SQL TypeArrow Array TypeC# Value Type
BOOLEANBooleanArraybool?
TINYINTInt8Arraysbyte?
SMALLINTInt16Arrayshort?
INTInt32Arrayint?
BIGINTInt64Arraylong?
FLOATFloatArrayfloat?
DOUBLEDoubleArraydouble?
VARCHAR / TEXTStringArraystring?
BINARYBinaryArraybyte[]?
DATEDate32ArrayDateTime?
TIMESTAMPTimestampArrayDateTimeOffset?

Reading Values

Direct cast + index

Cast the column and access values by row index:

using var result = await df.CollectAsync();
foreach (var batch in result.Batches)
{
var names = (StringArray)batch.Column("name");
var amounts = (Int64Array)batch.Column("amount");

for (int i = 0; i < batch.Length; i++)
{
Console.WriteLine($"{names.GetString(i)}: {amounts.GetValue(i)}");
}
}

Extension methods

DataFusionSharp provides extension methods that return IEnumerable<T?>, making columns easy to use with LINQ:

using DataFusionSharp; // for extension methods

foreach (var batch in result.Batches)
{
var names = batch.Column("name").AsString();
var amounts = batch.Column("amount").AsInt64();

foreach (var (name, amount) in names.Zip(amounts))
{
Console.WriteLine($"{name}: {amount}");
}
}

Available extensions: AsString(), AsInt64(), AsDouble(), AsBool().

Handling Nulls

Arrow arrays are nullable.
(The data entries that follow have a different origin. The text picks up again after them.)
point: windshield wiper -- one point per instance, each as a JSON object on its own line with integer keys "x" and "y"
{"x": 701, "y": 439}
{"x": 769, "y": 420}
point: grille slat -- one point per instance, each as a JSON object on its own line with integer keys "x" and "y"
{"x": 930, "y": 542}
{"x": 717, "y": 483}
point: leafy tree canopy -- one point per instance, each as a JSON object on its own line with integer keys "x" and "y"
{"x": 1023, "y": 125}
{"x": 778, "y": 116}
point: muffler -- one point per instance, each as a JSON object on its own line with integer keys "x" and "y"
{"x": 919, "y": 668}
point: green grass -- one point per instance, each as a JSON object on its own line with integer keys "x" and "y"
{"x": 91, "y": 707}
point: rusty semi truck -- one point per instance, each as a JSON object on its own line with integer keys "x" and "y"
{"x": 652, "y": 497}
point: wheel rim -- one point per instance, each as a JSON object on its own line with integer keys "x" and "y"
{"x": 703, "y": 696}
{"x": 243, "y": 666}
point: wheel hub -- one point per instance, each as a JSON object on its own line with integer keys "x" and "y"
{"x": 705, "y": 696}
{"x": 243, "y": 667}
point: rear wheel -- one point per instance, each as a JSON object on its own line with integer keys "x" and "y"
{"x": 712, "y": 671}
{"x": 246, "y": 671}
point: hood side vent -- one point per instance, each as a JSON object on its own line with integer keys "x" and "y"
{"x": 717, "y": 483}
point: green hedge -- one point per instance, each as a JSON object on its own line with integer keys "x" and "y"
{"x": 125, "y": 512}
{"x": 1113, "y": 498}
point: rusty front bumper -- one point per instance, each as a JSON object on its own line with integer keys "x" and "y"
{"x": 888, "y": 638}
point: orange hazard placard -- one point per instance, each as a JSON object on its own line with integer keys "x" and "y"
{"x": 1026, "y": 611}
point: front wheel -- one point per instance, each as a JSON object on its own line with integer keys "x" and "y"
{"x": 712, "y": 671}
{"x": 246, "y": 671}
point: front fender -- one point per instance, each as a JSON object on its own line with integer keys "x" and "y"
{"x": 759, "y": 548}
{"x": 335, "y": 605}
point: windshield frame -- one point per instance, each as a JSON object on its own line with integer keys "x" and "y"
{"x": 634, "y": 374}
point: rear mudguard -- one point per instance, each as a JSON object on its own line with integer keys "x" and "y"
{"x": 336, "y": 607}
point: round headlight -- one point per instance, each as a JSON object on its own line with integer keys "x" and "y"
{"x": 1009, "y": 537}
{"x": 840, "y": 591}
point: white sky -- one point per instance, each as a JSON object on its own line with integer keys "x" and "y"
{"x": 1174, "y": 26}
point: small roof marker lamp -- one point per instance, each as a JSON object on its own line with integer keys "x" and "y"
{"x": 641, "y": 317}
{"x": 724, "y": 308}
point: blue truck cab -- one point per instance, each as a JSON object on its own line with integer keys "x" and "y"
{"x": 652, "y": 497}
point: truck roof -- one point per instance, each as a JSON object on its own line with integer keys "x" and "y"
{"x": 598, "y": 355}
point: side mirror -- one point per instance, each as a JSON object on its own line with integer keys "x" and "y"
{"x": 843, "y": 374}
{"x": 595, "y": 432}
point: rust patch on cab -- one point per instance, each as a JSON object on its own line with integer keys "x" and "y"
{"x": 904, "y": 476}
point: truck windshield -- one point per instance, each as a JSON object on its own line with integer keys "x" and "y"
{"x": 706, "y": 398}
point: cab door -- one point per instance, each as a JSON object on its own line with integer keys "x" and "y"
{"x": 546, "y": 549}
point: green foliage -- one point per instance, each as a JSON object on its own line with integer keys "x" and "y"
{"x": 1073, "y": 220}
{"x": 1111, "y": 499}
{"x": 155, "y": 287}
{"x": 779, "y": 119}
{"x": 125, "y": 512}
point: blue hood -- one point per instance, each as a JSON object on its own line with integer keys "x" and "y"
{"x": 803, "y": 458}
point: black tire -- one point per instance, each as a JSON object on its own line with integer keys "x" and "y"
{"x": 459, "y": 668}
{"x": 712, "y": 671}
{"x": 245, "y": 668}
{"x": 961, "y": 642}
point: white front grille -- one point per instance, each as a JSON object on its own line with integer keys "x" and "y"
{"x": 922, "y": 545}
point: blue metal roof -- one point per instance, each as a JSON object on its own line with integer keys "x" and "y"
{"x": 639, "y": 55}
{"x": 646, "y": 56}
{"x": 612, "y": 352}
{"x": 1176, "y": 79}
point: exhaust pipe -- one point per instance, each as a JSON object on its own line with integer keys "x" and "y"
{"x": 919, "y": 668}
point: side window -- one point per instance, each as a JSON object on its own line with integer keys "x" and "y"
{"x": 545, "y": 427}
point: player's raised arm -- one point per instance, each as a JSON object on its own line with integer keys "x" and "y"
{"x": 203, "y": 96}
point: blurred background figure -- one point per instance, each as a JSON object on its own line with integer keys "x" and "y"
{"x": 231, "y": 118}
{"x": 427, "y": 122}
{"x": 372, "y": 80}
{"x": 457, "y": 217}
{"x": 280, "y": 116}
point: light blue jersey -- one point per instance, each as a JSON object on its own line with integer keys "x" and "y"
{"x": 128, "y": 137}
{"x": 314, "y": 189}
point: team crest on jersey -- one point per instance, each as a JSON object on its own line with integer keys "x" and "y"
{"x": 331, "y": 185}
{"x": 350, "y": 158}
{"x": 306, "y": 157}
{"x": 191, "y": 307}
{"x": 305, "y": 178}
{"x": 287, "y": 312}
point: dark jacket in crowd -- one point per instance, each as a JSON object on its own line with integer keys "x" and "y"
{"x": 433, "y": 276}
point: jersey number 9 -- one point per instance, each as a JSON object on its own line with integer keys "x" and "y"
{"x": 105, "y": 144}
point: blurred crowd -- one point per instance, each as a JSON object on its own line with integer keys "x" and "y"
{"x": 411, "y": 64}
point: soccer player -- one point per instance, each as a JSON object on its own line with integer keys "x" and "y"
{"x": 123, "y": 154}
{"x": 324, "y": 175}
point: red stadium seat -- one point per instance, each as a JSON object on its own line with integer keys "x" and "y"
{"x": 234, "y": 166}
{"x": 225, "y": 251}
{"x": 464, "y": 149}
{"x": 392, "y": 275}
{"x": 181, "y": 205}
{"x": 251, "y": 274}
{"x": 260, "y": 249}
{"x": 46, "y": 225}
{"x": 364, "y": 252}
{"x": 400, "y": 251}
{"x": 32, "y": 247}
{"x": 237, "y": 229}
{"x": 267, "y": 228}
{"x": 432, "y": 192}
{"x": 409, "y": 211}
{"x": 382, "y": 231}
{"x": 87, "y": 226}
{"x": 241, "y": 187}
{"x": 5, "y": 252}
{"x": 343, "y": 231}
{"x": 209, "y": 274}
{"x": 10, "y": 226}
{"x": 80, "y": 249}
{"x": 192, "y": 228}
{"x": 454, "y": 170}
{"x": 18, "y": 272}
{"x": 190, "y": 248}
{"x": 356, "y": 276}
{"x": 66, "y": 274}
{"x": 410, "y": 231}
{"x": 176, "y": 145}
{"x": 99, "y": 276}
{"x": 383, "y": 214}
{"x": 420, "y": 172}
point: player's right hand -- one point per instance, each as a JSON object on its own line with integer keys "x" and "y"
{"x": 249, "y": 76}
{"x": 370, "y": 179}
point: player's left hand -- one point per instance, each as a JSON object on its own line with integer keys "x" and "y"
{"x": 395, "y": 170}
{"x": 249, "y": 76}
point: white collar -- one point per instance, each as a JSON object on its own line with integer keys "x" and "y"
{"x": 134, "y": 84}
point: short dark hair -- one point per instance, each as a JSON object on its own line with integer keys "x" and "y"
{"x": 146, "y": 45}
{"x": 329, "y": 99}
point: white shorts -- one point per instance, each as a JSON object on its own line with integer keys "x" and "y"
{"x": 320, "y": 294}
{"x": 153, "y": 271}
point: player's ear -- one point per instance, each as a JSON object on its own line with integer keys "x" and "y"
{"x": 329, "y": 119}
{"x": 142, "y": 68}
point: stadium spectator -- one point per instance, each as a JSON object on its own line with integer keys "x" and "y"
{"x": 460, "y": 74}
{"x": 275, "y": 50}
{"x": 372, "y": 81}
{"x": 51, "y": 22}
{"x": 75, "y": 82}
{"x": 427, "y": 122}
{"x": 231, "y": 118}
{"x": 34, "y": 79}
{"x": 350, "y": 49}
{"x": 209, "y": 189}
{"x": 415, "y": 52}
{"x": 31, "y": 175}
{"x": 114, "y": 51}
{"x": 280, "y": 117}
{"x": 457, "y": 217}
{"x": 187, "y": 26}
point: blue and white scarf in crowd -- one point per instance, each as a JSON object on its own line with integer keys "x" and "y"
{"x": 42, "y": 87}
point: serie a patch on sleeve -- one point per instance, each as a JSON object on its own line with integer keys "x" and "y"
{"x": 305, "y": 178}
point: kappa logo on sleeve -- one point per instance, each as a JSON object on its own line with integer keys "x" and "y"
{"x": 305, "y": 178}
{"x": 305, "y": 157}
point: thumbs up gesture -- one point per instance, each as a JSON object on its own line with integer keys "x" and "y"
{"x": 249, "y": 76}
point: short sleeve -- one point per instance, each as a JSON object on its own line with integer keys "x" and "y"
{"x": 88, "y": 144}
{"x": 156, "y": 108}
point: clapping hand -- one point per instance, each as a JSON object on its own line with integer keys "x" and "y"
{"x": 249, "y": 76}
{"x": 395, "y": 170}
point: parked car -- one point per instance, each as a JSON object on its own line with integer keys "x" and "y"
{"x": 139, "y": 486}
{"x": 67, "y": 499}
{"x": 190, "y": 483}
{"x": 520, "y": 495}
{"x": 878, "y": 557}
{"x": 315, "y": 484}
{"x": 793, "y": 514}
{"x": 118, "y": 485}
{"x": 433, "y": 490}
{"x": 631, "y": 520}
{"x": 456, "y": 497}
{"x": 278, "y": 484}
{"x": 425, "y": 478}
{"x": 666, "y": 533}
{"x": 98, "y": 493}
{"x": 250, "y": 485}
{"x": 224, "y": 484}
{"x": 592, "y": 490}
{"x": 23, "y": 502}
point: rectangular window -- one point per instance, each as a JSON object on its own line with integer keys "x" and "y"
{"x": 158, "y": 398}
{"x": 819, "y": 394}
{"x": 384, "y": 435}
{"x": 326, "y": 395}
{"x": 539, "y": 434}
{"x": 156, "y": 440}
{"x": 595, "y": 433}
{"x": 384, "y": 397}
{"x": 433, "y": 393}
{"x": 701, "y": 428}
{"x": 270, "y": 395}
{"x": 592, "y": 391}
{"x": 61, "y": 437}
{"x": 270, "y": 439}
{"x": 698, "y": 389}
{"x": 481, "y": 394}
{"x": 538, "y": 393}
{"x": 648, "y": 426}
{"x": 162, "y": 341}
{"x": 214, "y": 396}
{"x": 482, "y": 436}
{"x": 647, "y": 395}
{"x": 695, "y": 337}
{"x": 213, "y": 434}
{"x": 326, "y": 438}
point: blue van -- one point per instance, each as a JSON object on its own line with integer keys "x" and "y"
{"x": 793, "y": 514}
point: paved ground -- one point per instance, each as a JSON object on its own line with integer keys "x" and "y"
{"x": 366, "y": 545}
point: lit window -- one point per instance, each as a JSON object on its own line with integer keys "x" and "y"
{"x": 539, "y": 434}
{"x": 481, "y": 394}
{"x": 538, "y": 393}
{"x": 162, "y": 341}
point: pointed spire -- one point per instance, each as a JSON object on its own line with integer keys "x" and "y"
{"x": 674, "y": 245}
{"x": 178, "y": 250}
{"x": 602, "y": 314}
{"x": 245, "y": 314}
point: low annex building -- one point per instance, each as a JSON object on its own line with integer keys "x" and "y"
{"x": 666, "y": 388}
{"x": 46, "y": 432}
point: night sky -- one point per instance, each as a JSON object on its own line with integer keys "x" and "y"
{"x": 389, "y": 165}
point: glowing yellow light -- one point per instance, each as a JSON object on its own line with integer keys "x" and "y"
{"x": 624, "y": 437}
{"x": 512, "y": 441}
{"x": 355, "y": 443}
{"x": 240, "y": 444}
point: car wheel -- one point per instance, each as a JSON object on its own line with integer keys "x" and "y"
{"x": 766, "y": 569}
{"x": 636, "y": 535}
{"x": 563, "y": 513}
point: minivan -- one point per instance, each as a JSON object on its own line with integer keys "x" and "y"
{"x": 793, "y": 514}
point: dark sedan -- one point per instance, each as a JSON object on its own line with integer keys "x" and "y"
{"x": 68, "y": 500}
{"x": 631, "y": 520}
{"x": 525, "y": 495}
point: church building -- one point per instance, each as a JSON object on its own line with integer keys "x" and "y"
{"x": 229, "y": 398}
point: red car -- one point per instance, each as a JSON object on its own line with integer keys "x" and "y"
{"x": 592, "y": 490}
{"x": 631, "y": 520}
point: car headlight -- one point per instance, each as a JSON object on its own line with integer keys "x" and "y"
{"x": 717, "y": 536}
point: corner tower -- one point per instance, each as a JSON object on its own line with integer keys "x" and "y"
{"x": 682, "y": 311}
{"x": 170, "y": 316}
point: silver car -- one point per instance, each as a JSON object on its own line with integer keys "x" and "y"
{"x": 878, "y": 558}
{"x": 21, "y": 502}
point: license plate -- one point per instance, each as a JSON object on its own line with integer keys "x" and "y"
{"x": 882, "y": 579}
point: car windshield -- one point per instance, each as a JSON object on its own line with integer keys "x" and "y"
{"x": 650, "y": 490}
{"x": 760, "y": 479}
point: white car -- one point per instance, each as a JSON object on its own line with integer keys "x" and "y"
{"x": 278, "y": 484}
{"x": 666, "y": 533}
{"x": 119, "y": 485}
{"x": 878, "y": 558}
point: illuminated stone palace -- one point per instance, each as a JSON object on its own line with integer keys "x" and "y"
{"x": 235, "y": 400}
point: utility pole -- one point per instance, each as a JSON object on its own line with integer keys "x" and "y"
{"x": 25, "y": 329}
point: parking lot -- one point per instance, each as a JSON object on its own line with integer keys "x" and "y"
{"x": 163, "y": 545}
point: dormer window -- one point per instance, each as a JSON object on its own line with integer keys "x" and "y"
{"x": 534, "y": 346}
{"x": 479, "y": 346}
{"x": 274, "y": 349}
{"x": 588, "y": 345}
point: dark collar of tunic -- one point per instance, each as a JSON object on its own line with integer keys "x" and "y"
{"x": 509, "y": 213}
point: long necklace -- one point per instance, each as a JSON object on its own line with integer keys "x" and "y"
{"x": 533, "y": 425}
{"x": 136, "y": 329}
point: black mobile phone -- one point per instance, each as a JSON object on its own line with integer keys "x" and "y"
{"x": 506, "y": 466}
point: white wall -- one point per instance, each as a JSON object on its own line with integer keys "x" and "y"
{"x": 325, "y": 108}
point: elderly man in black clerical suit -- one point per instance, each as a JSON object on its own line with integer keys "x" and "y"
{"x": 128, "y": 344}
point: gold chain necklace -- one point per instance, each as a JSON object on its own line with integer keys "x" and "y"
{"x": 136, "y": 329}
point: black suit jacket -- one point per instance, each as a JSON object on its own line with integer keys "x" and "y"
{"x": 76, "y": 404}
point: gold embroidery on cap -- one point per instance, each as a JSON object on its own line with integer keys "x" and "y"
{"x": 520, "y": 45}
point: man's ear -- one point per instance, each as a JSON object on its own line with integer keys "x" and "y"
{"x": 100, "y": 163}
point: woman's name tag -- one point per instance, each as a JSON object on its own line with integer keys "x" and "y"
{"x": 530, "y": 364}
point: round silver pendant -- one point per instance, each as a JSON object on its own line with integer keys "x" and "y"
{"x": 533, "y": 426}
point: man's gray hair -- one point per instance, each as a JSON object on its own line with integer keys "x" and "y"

Values come back as nullable C# types (long?, string?, etc.). Always account for nulls:

var amounts = (Int64Array)batch.Column("amount");
for (int i = 0; i < batch.Length; i++)
{
long? value = amounts.GetValue(i);
if (value is null)
Console.WriteLine("NULL");
else
Console.WriteLine(value.Value);
}

With extension methods, null handling works naturally with LINQ:

var total = batch.Column("amount").AsInt64()
.Where(v => v.HasValue)
.Sum(v => v!.Value);

String Columns

DataFusion may return string data as StringArray, StringViewArray, or LargeStringArray depending on the query plan. Rather than guessing the concrete type, use the .AsString() extension method which handles all three:

// Works regardless of the underlying string array type
var names = batch.Column("name").AsString();

If you cast directly, prefer checking the type first or using pattern matching.